三羽烏を見ると、あの光景が脳裏に浮かんで離れない。
だけど笑っちゃだめ。
あれ、わたしのせいなんだから。
「……、こほん。ミラ達は大丈夫なの? 色々、聞いたよ」
「大丈夫とは言い切れません。しかし、今回コルンに攻め入ってくるのはグリモアとは違い、小公国バトリアの武装集団です。余程の事がない限りはこちらが有利だとは思います」
本当に戦うんだ。
こうして話を聞いても、まだ実感が湧かない。
ここで仲良くなった人達が傷つく姿は見たくないな。
でもそれは抗争相手の家族や友達だって、そう思ってるはず。
「リルには簡単に説明を受けています。咲様は無血での解決をお望みだと」
「そうですね。それが理想です」
ミラと三羽烏、そしてリルでさえも、わたしの言葉を聞き黙り込んでしまった。
甘っちょろいのかな?
甘っちょろいんだろうな。
抗争が起きるって事は、話し合いの段階がとうに終わっているということ。
その結果が現状なのだか。
わたしなんかが、まして異世界から来た謎の女に口出しされたら、双方良い気分は絶対にしないだろう。
……、そもそも原因はなんなのだろう。
わたしは、まだそれさえも分かっていない。
重い空気の中、ファルコンだか、ホークだか、イーグルだか分からないおっさんが切り出した。
「元々、コルン一帯はバトリアの領土だったのです。先の時代に起きた争いで、コルンはグリモアの支配下となりました」
「じゃあ、それを取り戻す為に?」
やっぱり問題は根深そうだ。
これはわたしなんかが解決出来る問題じゃない。
だけどコルンの皆や、ギルマスに奥さん。
アディスだって傷ついてしまうかもしれないのに。
わたしが出来ることってなんだろう。
「コルンの森は資源の宝庫、そして自然の要塞でもある。バトリアはそれを取り戻したい。こっちだってバトリアには相当な支援や、復興の手助けをしているのにも関わらず、この有様。結局奴らはこちらが何をしても気に入らないのです」
恐らくファルコンだと思われるおっさんは、壁に寄りかかり格好をつけながら説明をしてくれた。
「ちょっと待て、ホーク。

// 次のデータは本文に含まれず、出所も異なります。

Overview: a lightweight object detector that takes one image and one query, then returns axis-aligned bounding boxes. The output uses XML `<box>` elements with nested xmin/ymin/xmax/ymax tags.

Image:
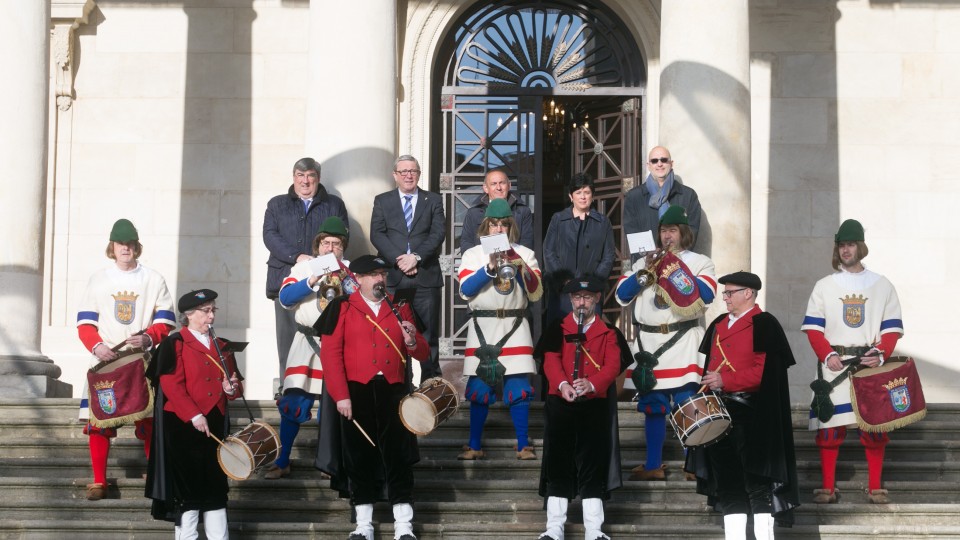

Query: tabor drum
<box><xmin>399</xmin><ymin>377</ymin><xmax>460</xmax><ymax>436</ymax></box>
<box><xmin>87</xmin><ymin>349</ymin><xmax>153</xmax><ymax>428</ymax></box>
<box><xmin>670</xmin><ymin>392</ymin><xmax>732</xmax><ymax>448</ymax></box>
<box><xmin>217</xmin><ymin>420</ymin><xmax>280</xmax><ymax>480</ymax></box>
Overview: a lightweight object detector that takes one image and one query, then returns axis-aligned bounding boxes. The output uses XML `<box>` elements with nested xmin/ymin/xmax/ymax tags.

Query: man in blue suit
<box><xmin>370</xmin><ymin>155</ymin><xmax>446</xmax><ymax>378</ymax></box>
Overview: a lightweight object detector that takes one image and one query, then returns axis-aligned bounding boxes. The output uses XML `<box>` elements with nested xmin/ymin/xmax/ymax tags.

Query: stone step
<box><xmin>3</xmin><ymin>520</ymin><xmax>960</xmax><ymax>540</ymax></box>
<box><xmin>3</xmin><ymin>475</ymin><xmax>959</xmax><ymax>505</ymax></box>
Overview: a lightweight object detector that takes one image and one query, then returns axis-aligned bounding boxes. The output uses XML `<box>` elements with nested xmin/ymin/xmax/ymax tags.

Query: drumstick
<box><xmin>108</xmin><ymin>330</ymin><xmax>146</xmax><ymax>353</ymax></box>
<box><xmin>353</xmin><ymin>419</ymin><xmax>376</xmax><ymax>447</ymax></box>
<box><xmin>209</xmin><ymin>433</ymin><xmax>246</xmax><ymax>462</ymax></box>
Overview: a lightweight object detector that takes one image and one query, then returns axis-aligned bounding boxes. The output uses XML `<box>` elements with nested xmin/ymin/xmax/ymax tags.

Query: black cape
<box><xmin>144</xmin><ymin>332</ymin><xmax>240</xmax><ymax>521</ymax></box>
<box><xmin>685</xmin><ymin>311</ymin><xmax>800</xmax><ymax>526</ymax></box>
<box><xmin>312</xmin><ymin>296</ymin><xmax>420</xmax><ymax>500</ymax></box>
<box><xmin>534</xmin><ymin>317</ymin><xmax>631</xmax><ymax>499</ymax></box>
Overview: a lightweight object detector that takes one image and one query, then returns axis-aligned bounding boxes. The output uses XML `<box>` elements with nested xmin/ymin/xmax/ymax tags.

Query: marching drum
<box><xmin>217</xmin><ymin>420</ymin><xmax>280</xmax><ymax>480</ymax></box>
<box><xmin>399</xmin><ymin>377</ymin><xmax>460</xmax><ymax>436</ymax></box>
<box><xmin>86</xmin><ymin>349</ymin><xmax>153</xmax><ymax>427</ymax></box>
<box><xmin>670</xmin><ymin>392</ymin><xmax>732</xmax><ymax>448</ymax></box>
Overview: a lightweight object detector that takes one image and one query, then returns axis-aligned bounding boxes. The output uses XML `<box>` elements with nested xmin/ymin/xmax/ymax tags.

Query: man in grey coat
<box><xmin>624</xmin><ymin>146</ymin><xmax>702</xmax><ymax>251</ymax></box>
<box><xmin>459</xmin><ymin>169</ymin><xmax>534</xmax><ymax>253</ymax></box>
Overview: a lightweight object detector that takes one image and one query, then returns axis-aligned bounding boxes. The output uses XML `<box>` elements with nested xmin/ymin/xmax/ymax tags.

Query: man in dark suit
<box><xmin>370</xmin><ymin>155</ymin><xmax>446</xmax><ymax>379</ymax></box>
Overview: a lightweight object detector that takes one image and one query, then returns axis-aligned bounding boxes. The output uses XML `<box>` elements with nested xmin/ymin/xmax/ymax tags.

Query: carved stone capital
<box><xmin>50</xmin><ymin>0</ymin><xmax>96</xmax><ymax>111</ymax></box>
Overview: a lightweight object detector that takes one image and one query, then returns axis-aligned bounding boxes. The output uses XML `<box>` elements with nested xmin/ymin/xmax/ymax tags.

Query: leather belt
<box><xmin>722</xmin><ymin>392</ymin><xmax>754</xmax><ymax>407</ymax></box>
<box><xmin>472</xmin><ymin>309</ymin><xmax>525</xmax><ymax>318</ymax></box>
<box><xmin>831</xmin><ymin>345</ymin><xmax>872</xmax><ymax>357</ymax></box>
<box><xmin>639</xmin><ymin>319</ymin><xmax>699</xmax><ymax>334</ymax></box>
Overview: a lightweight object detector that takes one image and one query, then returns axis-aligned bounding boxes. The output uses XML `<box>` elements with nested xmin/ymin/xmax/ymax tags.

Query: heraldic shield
<box><xmin>841</xmin><ymin>293</ymin><xmax>866</xmax><ymax>328</ymax></box>
<box><xmin>849</xmin><ymin>357</ymin><xmax>926</xmax><ymax>432</ymax></box>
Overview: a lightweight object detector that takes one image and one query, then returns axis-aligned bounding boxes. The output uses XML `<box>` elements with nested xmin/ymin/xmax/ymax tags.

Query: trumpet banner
<box><xmin>653</xmin><ymin>251</ymin><xmax>705</xmax><ymax>318</ymax></box>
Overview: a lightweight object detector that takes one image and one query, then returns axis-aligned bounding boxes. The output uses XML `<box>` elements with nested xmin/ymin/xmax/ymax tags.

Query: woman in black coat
<box><xmin>542</xmin><ymin>173</ymin><xmax>616</xmax><ymax>322</ymax></box>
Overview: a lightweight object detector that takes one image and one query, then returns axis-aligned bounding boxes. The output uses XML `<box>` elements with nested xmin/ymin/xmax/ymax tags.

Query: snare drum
<box><xmin>669</xmin><ymin>392</ymin><xmax>732</xmax><ymax>448</ymax></box>
<box><xmin>217</xmin><ymin>420</ymin><xmax>280</xmax><ymax>480</ymax></box>
<box><xmin>399</xmin><ymin>377</ymin><xmax>460</xmax><ymax>436</ymax></box>
<box><xmin>87</xmin><ymin>349</ymin><xmax>153</xmax><ymax>427</ymax></box>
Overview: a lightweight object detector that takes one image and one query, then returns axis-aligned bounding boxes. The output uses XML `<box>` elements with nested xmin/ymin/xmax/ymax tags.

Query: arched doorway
<box><xmin>432</xmin><ymin>0</ymin><xmax>647</xmax><ymax>358</ymax></box>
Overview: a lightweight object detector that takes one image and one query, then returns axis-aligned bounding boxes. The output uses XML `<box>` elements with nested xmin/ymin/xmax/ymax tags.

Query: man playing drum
<box><xmin>265</xmin><ymin>217</ymin><xmax>355</xmax><ymax>479</ymax></box>
<box><xmin>688</xmin><ymin>272</ymin><xmax>799</xmax><ymax>540</ymax></box>
<box><xmin>76</xmin><ymin>218</ymin><xmax>175</xmax><ymax>500</ymax></box>
<box><xmin>318</xmin><ymin>255</ymin><xmax>430</xmax><ymax>540</ymax></box>
<box><xmin>802</xmin><ymin>219</ymin><xmax>904</xmax><ymax>504</ymax></box>
<box><xmin>537</xmin><ymin>276</ymin><xmax>623</xmax><ymax>540</ymax></box>
<box><xmin>615</xmin><ymin>205</ymin><xmax>716</xmax><ymax>480</ymax></box>
<box><xmin>456</xmin><ymin>198</ymin><xmax>543</xmax><ymax>461</ymax></box>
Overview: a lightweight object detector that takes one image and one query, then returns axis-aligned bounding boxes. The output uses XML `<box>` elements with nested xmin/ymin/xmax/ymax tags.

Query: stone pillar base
<box><xmin>0</xmin><ymin>355</ymin><xmax>73</xmax><ymax>398</ymax></box>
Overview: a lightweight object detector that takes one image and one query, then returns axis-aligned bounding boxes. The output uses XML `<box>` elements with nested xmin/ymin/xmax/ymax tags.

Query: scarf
<box><xmin>645</xmin><ymin>170</ymin><xmax>675</xmax><ymax>217</ymax></box>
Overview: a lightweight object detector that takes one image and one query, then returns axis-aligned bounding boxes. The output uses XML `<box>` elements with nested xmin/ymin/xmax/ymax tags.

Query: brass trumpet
<box><xmin>493</xmin><ymin>250</ymin><xmax>517</xmax><ymax>293</ymax></box>
<box><xmin>635</xmin><ymin>248</ymin><xmax>665</xmax><ymax>288</ymax></box>
<box><xmin>317</xmin><ymin>272</ymin><xmax>343</xmax><ymax>310</ymax></box>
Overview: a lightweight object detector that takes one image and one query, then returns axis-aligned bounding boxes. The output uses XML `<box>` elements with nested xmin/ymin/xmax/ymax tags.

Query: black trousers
<box><xmin>344</xmin><ymin>377</ymin><xmax>415</xmax><ymax>505</ymax></box>
<box><xmin>542</xmin><ymin>395</ymin><xmax>610</xmax><ymax>499</ymax></box>
<box><xmin>163</xmin><ymin>408</ymin><xmax>229</xmax><ymax>513</ymax></box>
<box><xmin>389</xmin><ymin>279</ymin><xmax>441</xmax><ymax>378</ymax></box>
<box><xmin>706</xmin><ymin>400</ymin><xmax>773</xmax><ymax>515</ymax></box>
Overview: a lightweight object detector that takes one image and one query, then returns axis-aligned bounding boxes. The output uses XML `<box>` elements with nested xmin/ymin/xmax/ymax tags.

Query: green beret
<box><xmin>317</xmin><ymin>216</ymin><xmax>348</xmax><ymax>238</ymax></box>
<box><xmin>484</xmin><ymin>198</ymin><xmax>512</xmax><ymax>219</ymax></box>
<box><xmin>659</xmin><ymin>205</ymin><xmax>689</xmax><ymax>226</ymax></box>
<box><xmin>109</xmin><ymin>219</ymin><xmax>139</xmax><ymax>243</ymax></box>
<box><xmin>835</xmin><ymin>219</ymin><xmax>864</xmax><ymax>243</ymax></box>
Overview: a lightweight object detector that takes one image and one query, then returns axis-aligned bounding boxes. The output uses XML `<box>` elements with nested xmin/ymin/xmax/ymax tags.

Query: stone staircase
<box><xmin>1</xmin><ymin>399</ymin><xmax>960</xmax><ymax>539</ymax></box>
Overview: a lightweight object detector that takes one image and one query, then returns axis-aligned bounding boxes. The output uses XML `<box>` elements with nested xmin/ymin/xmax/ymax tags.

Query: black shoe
<box><xmin>537</xmin><ymin>535</ymin><xmax>558</xmax><ymax>540</ymax></box>
<box><xmin>347</xmin><ymin>534</ymin><xmax>367</xmax><ymax>540</ymax></box>
<box><xmin>397</xmin><ymin>535</ymin><xmax>417</xmax><ymax>540</ymax></box>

はしょらないでしっかり説明をしろ」
……、ファルコンじゃなかった。
ホークが説明していて、それをファルコンかイーグルがはしょらないでって注意したのね。
「これ以上何を説明しろと言うんだ?」
「だから、もっと経緯をしっかり説明しないと」
「おいおい、二人とも落ち着け。やめろイーグル。胸ぐら掴むな」
「俺はイーグルじゃない! ホークだ!」
「ファルコンはいい加減見分けつけろよ! 何年三つ子やってんだよ!」
「ホークだって間違えるじゃないか!」
「やめろ! 俺はイーグルだ!」
……、わ、訳わからん!!
アンタら三つ子かい。
どうりでそっくりな訳だわ。
なんで同じ顔で、同じマントつけて色まで一緒なんだよ。
ややこしいわ。
「くっ! この」
「おまっ! 髪掴むな」
「んっふう! んっふ」
おい、やめろ。
三人で取っ組み合いすんな。
ぐるぐる回るな。
余計分からなくなるから。
「いい加減にしろよ! ……、俺達、もう四十二だぜ」
「……、ホーク」
「違う。……、ファルコンだ」
だめだコイツら。
それにしても、四十二か。
厄年なんだね。
(咲様、咲様。私は何を見せられているのでしょうか?)
(わたしが聞きたいよ。何しに来たの、この人達)
(私達が呼んだんですよ)
(あ、そっか)
(見て下さい。ミラがうろたえてますよ)
(可哀想に——あ、あれ?)
おっさん三人が小競り合いをし、ミラがうろたえ、わたしとリルでコソコソ話をしていると、突如指輪が光り始めた。
「うるさいなっ! フルーメが起きちゃうだろ!」
「ヴェント!?」
ヴェントは指輪から勢いよく飛び出ると、三羽烏を躊躇なく宙に浮かせた。
三羽烏は四肢をばたつかせ必死に抵抗するも、ヴェントは構わずに三人を回転させ始める。
「あわわわわわわっ!」
三人は扇風機の羽根のように高速回転を始めた。
強さは中といったところか。
あまりにも凄まじい遠心力により、三人のズボンはあっという間に飛んでいく。
そして赤、白、黄色の褌があらわになった。
何故分かりやすい場所で区別を付けようとしないで、褌のカラーリングで個性を出そうとするのか?
「お、お助けをー!」
謎は深まるばかりだが、特に知りたくもない謎である。